Statistical Analysis Plan:
The sample size was calculated based on the expected number of patients receiving antibiotics in the atezolizumab plus bevacizumab group. Based on previous literature findings [18,19], we hypothesized that about 30% of patients had received antibiotics treatment during the study. We assumed a 17% reduction in 12 months survival rate in patients receiving antibiotics. With a probability of type I error of 0.05 and type II error of 0.20, a sample size of 307 patients in the atezolizumab plus bevacizumab group is required . Baseline characteristics of the 2 groups (antibiotics treated and not) across the 2 cohorts (atezolizumab plus bevacizumab and sorafenib) will be descriptively reported and expressed as percentage, median values and interquartile range (IQR) for each group. Differences among baseline continuous variables will be analysed using the Kruskal-Wallis test assuming a non-parametric distribution, and Chi-squared test will be adopted for categorial variables. Median PFS and OS will be estimated with Kaplan-Meier method with 95% confidence interval (CIs), and two-sided log-rank test will be used to assess the prognostic role of antibiotics exposure across the atezolizumab plus bevacizumab and sorafenib cohorts. The correlation between antibiotics exposure (yes or not) and the ORR will be explored by the Chi-square tests. The prognostic role of antibiotics exposure on PFS and OS will be estimated using univariate and multivariate Cox-regression models to obtain hazard ratios (HR) with 95% CIs. In the case of a significant prognostic impact on OS and PFS in both the cohorts, the HR for OS and PFS will be compared. A pooled multivariable model of the two cohorts will be constructed, using all the baseline clinical characteristics already investigated within the IMbrave150 trial as covariates (gender; age; geographic region; ECOG PS; Barcelona Clinic Liver Cancer stage; alpha-fetoprotein; macrovascular invasion; extrahepatic spread; aetiology; prior local therapy). An initial multivariable analysis without interactions will be carried out and then the interaction term between the treatment modality (atezolizumab plus bevacizumab) and the variable of interest (antibiotics exposure) will be tested in separate models. The two-tailed alfa level for all analyses is set at 0.05.

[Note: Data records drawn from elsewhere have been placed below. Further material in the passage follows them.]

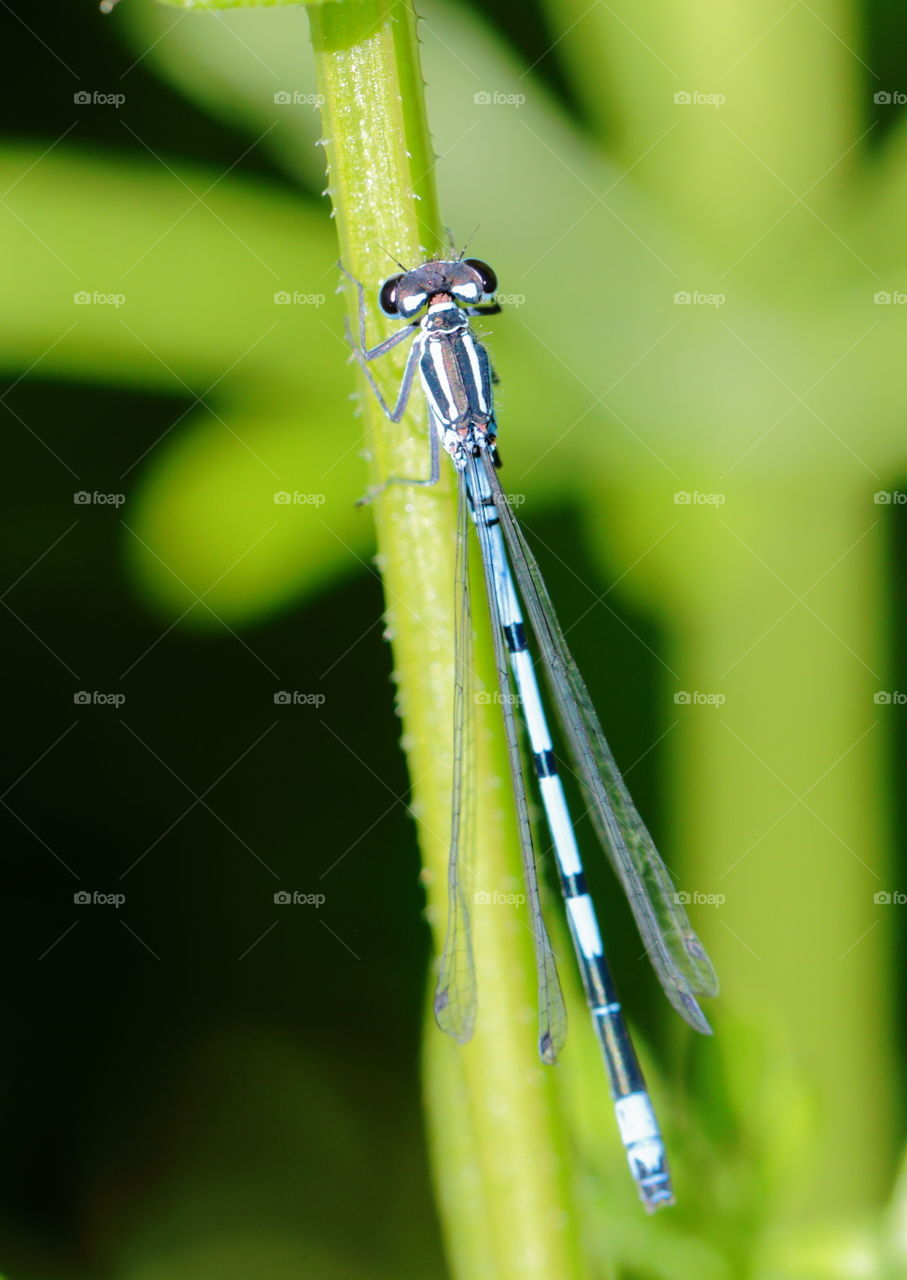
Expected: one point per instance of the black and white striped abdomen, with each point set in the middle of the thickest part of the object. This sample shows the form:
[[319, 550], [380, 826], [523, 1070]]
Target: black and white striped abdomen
[[457, 378]]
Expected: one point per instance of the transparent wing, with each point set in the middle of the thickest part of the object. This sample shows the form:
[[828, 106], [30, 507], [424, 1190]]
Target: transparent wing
[[552, 1011], [676, 952], [456, 997]]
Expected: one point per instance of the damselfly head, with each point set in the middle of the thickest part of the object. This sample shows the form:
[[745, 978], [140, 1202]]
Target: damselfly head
[[470, 282]]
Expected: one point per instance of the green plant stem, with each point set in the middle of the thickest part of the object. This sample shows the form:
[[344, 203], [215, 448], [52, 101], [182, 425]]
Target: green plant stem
[[504, 1184]]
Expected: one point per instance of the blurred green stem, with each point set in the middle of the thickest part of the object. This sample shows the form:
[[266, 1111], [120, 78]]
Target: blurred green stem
[[503, 1180], [782, 616]]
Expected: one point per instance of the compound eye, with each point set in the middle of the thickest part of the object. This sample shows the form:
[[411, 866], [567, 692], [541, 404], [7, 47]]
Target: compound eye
[[484, 273], [386, 298]]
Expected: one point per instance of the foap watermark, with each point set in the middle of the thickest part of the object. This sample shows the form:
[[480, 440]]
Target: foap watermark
[[495, 698], [696, 298], [297, 698], [94, 897], [82, 498], [696, 899], [95, 97], [683, 498], [695, 698], [297, 298], [95, 698], [293, 97], [696, 97], [298, 499], [494, 97], [83, 298]]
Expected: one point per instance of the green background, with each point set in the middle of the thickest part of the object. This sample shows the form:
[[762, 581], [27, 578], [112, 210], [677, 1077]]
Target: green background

Missing data will be excluded from the analyses.
All analyses will be carried out with R Studio Desktop 1.4.1717.
A Phase III, Open-Label, Randomized Study of Atezolizumab in Combination With Bevacizumab Compared With Sorafenib in Patients With Untreated Locally Advanced or Metastatic Hepatocellular Carcinoma
Study ID: NCT03434379
Sponsor ID: YO40245
Claudia A.M. Fulgenzi, Cian Murphy, Antonio D’Alessio, Bernhard Scheiner, Matthias Pinter, Alessio Cortellini, David J. James Pinato. Effect of early antibiotic exposure on survival of patients receiving atezolizumab plus bevacizumab but not sorafenib for unresectable HCC: A sub-analysis of the phase III IMbrave150 study. J Clin Oncol 41, 2023 (suppl 4; abstr 597). doi: 10.1200/JCO.2023.41.3_suppl.597.